Mariano afirma que, com a descoberta, é preciso discutir com a gestante, família e médicos qual a melhor abordagem de tratamento, dentro das três maiores modalidades – cirurgia, radioterapia e tratamento sistêmico (quimioterapia, imunoterapia ou drogas-alvo).
Pupo explica que as primeiras 13 semanas, conhecidas como fase embrionária, é um período em que os órgãos e estruturas do feto se formam. Dessa forma, é um período crítico em relação à interferências externas, que podem vir a ocasionar um aborto.
No entanto, deve ser levado em consideração, primeiramente, o prognóstico materno, em qualquer fase da gravidez.
Já entre as 15 e 25 semanas, o ginecologista e obstetra afirma que trata-se do período mais seguro e ideal para realização de cirurgias e outros tratamentos. A depender do caso, o médico orienta que pode ser antecipado o nascimento do bebê, em condições favoráveis, de modo a oferecer menos riscos à criança e prosseguir com o tratamento da mãe.
"A radioterapia, no entanto, deve ser evitada durante toda a gestação, pelo alto potencial de malformações e efeitos deletérios ao feto. A cirurgia vai depender da localização do tumor. Já drogas-alvo e imunoterapia têm poucos estudos que nos dão a segurança de uso em qualquer momento da gravidez, enquanto as quimioterapias, já sabemos que devemos evitar esses tipos de drogas no primeiro trimestre gestacional, sendo mais seguro nos segundo e terceiro trimestres, com poucos impactos ao feto, sendo a última quimioterapia até três semanas anteriores ao parto", explica o oncologista.
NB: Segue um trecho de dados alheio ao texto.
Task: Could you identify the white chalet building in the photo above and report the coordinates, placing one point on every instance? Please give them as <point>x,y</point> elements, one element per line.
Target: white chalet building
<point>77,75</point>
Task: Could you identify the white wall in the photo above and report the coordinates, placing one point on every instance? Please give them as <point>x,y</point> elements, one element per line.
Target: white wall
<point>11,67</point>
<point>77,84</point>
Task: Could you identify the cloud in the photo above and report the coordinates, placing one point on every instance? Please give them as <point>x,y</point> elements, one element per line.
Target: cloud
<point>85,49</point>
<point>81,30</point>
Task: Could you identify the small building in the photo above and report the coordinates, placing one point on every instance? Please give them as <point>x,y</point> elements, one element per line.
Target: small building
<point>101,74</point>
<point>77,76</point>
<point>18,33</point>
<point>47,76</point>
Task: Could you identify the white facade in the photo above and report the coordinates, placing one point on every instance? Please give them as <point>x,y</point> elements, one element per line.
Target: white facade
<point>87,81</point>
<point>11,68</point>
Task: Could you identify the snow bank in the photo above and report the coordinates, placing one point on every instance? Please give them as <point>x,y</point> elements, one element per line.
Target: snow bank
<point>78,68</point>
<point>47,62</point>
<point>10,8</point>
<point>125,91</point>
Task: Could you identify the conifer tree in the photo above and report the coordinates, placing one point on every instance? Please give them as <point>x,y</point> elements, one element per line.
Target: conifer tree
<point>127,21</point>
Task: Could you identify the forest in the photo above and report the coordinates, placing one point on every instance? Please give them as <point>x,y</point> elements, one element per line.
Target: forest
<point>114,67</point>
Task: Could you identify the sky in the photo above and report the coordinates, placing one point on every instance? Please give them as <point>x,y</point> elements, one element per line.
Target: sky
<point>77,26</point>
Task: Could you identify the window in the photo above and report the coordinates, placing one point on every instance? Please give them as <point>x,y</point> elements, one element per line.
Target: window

Yara conta que seu tratamento foi realizado somente após o nascimento de sua filha. Embora a realização da cirurgia tenha sido cogitada ainda na gestação, assim como a quimioterapia, os médicos chegaram à conclusão de que não haveria a necessidade de expor a criança aos tratamentos, estando tão perto do nascimento.
Mariano alega que casos de descoberta de gravidez durante o tratamento oncológico são mais raros. Isso porque as drogas utilizadas costumam afetar a fertilidade, dificultando uma possível gestação. No entanto, a ocorrência não é impossível.
O ideal, segundo o médico, é que pacientes evitem uma gestação nos 12 meses subsequentes ao tratamento, inclusive pelos possíveis efeitos causadores de deficiências fetais. A abordagem, nesses casos deve ser discutida, inclusive quanto ao prosseguimento da gestação, devido aos riscos oferecidos à vida da mãe, assim como prosseguimento de tratamento.
O oncologista alega que após a gestação, as mulheres que estiverem fazendo tratamentos sistêmicos são orientadas a evitar a amamentação para que os medicamentos não sejam transmitidos aos bebês por meio do leite, com possíveis efeitos tóxicos. Depois de completo o tratamento, a amamentação é liberada.
"Cerca de 21 dias depois do nascimento da Alice, eu fiz minha primeira quimioterapia. Então, antes disso, consegui amamentá-la um pouquinho e aproveitei melhor esse tempo com ela. Depois do início do tratamento foi mais cansativo e não tive o puerpério, propriamente, porque tive que pensar muito no tratamento, mas tive muita ajuda do meu marido. Apesar disso, foi mais tranquilo do que eu imaginei", conta Yara.
A psicóloga concluiu os seis ciclos de quimiotarapia recomendados para seu caso e já fez a cirurgia para a retirada do tumor da mama afetada. Agora, ela deve iniciar o tratamento com radioterapia na segunda quinzena de maio, associado à imunoterapia, que deve continuar durante um ano.
Mariano explica que o fato da mulher ter um tumor, não necessariamente predispõe a criança à um câncer. Porém, mutações genéticas relacionadas, ou até mesmo as mutações que podem ser sofridas durante o tratamento, caso seja feito na mulher grávida, pode aumentar as chances do desencolvimento de carcinomas nesse filho.